The Sunday Magazine

The Sunday Magazine for January 16, 2022

Dr. Roberta Bondar reflects on 30 years since her landmark spaceflight, Monia Mazigh and Megan Leslie remember former federal NDP leader Alexa McDonough, Maxwell Smith weighs the ethics of tools to curb COVID-19, and novelist Naben Ruthnam interrogates workplace diversity initiatives.
Piya Chattopadhyay is host of The Sunday Magazine. (CBC)

This week on The Sunday Magazine with Piya Chattopadhyay:

The rising ethical stakes of a prolonged pandemic

With COVID-19 cases still climbing, governments and public health officials around the world are considering new tools – from taxing the unvaccinated to broadening vaccine mandates – in order to stave off the worst outcomes. Maxwell Smith, a bioethicist and assistant professor at Western University in London, Ont., joins Chattopadhyay to discuss the ethical decisions that must be made at this point in the pandemic, following the news of Quebec's "vax tax" and the United States Supreme Court weighing in on mandates south of the border.

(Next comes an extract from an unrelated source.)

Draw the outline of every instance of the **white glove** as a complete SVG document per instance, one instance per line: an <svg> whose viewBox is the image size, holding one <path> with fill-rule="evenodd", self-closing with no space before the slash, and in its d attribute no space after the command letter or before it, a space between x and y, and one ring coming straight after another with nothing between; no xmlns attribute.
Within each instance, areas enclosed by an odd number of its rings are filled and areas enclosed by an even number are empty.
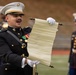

Remembering former NDP leader Alexa McDonough

Alexa McDonough, the first woman in Canada to lead a major political party has died. After winning the leadership of the Nova Scotia NDP in 1980, McDonough went on to lead the federal NDP in 1995. Author and academic Monia Mazigh tells Piya about McDonough's unwavering support as they worked to free her husband, Maher Arar from a Syrian prison when he was detained in 2002. Piya also speaks with former NDP Member of Parliament for Halifax, Megan Leslie, about McDonough's legacy, and how she blazed a trail for women in politics.

Roberta Bondar left Earth 30 years ago and never saw the planet the same after that

Thirty years after becoming the first neurologist and the first Canadian woman in space, Dr. Roberta Bondar joins Chattopadhyay to reflect on her historic mission and legacy. She also shares her lifelong passion to help Canadians embrace creativity and curiosity about the natural world, and talks about the work that still needs to be done to make space programs more inclusive.

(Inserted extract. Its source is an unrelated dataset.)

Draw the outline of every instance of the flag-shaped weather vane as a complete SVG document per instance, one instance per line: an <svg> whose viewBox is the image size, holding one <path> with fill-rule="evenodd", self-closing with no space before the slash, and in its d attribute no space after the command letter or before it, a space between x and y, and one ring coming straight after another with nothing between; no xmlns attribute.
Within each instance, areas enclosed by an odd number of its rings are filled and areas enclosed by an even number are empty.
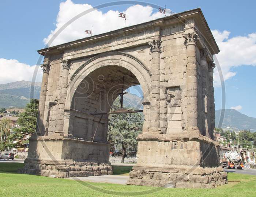
<svg viewBox="0 0 256 197"><path fill-rule="evenodd" d="M118 17L121 17L121 18L123 18L125 19L124 20L124 27L125 27L125 23L126 23L126 11L127 10L125 10L125 13L123 13L122 12L119 12L119 15L118 15Z"/></svg>
<svg viewBox="0 0 256 197"><path fill-rule="evenodd" d="M165 5L165 9L162 9L160 8L158 8L158 12L165 14L165 16L166 14L165 13L165 11L166 10L166 5Z"/></svg>
<svg viewBox="0 0 256 197"><path fill-rule="evenodd" d="M93 26L91 26L91 30L85 30L84 33L86 34L91 34L91 35L93 35Z"/></svg>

Naben Ruthnum interrogates workplace diversity initiatives with new novel

In his comic new novel A Hero of Our Time, Canadian author Naben Ruthnum delves beneath the surface of corporate diversity initiatives. He speaks with Chattopadhyay about the book and his frank and funny take on why even the most well-meaning initiatives need to be interrogated in order to achieve meaningful change.

Plus: Listeners share their invented words to sum up the strange start to 2022, as inspired by our story on The Dictionary of Obscure Sorrows.